障害対応中は、まず影響範囲を抑えることが重要です。レート制限、一時的な機能停止、キュー投入の停止、再試行間隔の調整、読み取り専用化、フェイルオーバー、トラフィック遮断などを、通常時とは別の運用モードとして準備しておく必要があります。
時間帯を運用設計に落とす
運用設計では、時間帯をカレンダーや cron の設定だけで終わらせるべきではありません。どの時間帯に、どの処理が、どの資源を使い、どの失敗が、どこへ波及するのかを整理します。
| 観点 | 決めること |
|---|---|
| 業務時間 | 利用者影響を最優先する時間帯と、許容できる遅延。 |
| 処理時間 | バッチ、集計、連携、バックアップの開始・終了条件。 |
| 変更時間 | デプロイ、設定変更、メンテナンスを許容する時間帯。 |
| 監視条件 | 時間帯ごとのアラート閾値、抑制、通知先。 |
| 競合管理 | 同じ CPU、I/O、DB、ネットワークを奪い合う処理の整理。 |
| 例外運用 | 障害対応中に止める自動処理、残す自動処理。 |
この整理があると、負荷の見方も変わります。夜間に CPU が高いことが問題なのか、予定されたバッチの範囲なのか。バックアップ中の I/O 増加が許容範囲なのか、翌朝の処理遅延につながるのか。ピーク中の短い遅延をどこまで許容するのか。時間帯ごとの前提がなければ、同じメトリクスを見ても判断がぶれます。
運用カレンダーとして管理する
時間帯を設計するなら、最終的には運用カレンダーとして管理できる形に落とす必要があります。単に夜間バッチの開始時刻を書くのではなく、業務ピーク、締め処理、バックアップ、メンテナンス、外部連携、監視抑制、担当者体制を同じ時間軸に並べます。そうしなければ、個々の処理は正しくても、組み合わせとして危険な時間帯が残ります。
| 管理する時間 | 重ねてはいけないもの | 確認する理由 |
|---|---|---|
| 月末月初 | 重い集計、全件エクスポート、不要なリリース。 | 業務影響が大きく、問い合わせも増えやすい。 |
| 夜間バッチ帯 | フルバックアップ、インデックス再作成、外部連携の集中。 | I/O と DB 接続を奪い合い、翌朝へ遅延が波及する。 |
| バックアップ帯 | 大量更新、スキーマ変更、長時間トランザクション。 | 復旧時点の整合性とリストア可能性に影響する。 |
| メンテナンス帯 | 通常監視の過剰通知、別チームの独立作業。 | 作業影響と想定外障害を切り分けにくくなる。 |
| 障害対応中 | 自動再試行の集中、予定ジョブの継続、追加リリース。 | 復旧作業と原因調査を妨げる。 |
運用カレンダーは、予定をきれいに並べるための表ではありません。競合する処理を事前に見つけ、どの時間帯に何を禁止するかを決めるための設計資料です。
まとめ
ピーク時間帯、夜間バッチ、バックアップ、メンテナンス、障害対応を同じ運用時間として扱うと、判断基準が曖昧になります。24 時間稼働しているシステムでも、時間帯ごとに利用者、処理内容、資源競合、許容遅延、変更リスク、復旧余力は変わります。

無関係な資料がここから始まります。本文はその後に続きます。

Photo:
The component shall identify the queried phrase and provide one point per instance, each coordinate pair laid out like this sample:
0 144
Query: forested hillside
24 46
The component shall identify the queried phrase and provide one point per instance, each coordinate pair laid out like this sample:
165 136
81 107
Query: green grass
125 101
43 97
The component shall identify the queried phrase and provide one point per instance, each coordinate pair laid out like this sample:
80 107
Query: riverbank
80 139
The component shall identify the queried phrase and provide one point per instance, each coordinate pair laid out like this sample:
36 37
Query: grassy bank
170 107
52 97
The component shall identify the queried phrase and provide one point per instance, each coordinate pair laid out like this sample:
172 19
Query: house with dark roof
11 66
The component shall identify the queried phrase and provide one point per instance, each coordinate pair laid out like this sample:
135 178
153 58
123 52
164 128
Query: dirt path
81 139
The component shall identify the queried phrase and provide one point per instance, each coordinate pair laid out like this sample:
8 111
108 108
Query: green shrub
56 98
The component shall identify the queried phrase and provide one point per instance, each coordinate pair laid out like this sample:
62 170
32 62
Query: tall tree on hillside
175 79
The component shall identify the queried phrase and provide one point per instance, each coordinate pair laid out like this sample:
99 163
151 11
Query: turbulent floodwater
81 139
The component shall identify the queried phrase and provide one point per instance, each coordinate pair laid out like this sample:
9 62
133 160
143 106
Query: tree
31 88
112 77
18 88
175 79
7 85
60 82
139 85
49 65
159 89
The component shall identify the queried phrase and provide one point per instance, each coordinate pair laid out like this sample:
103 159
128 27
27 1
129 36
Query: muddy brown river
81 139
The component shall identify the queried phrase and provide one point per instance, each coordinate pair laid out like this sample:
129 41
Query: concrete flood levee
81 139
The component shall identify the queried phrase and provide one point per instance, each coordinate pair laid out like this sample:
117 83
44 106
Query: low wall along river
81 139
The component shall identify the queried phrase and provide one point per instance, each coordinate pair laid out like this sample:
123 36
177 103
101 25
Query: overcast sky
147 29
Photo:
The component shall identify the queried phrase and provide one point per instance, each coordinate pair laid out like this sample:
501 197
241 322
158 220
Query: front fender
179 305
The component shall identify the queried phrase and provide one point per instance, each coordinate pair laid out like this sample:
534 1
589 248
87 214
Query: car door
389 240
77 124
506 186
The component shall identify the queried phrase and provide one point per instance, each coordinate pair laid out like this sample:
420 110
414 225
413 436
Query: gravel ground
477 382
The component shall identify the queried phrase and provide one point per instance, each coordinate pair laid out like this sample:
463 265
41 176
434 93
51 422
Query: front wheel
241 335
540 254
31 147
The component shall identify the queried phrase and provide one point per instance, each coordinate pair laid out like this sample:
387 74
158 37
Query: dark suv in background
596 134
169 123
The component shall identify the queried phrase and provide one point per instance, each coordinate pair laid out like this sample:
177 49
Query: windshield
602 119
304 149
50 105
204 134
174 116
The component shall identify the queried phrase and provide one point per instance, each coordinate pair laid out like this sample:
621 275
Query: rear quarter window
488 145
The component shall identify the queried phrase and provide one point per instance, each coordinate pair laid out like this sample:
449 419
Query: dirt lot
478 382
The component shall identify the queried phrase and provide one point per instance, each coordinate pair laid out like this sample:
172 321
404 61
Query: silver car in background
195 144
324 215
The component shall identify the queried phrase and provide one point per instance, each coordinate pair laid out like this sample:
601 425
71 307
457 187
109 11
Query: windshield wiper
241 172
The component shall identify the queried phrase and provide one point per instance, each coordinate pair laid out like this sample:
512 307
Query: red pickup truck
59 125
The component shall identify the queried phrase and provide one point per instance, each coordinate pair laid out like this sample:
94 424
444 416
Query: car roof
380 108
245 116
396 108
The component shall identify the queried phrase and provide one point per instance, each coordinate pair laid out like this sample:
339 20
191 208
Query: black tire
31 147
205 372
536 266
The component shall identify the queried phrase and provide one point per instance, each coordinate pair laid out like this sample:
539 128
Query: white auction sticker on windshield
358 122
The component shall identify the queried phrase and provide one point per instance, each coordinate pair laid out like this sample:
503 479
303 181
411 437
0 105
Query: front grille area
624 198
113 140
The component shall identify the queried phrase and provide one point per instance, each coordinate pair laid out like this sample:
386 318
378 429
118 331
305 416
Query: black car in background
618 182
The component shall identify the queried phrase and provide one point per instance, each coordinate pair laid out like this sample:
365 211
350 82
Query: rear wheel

運用設計では、何を実行するかだけでなく、いつ実行するかを決める必要があります。業務ピークでは利用者影響を見ます。夜間バッチでは依存関係と完了時刻を見ます。バックアップでは復旧可能性を見ます。メンテナンスでは許容する停止と切り戻しを決めます。障害対応中は通常時の自動化が負荷を増やさないように制御します。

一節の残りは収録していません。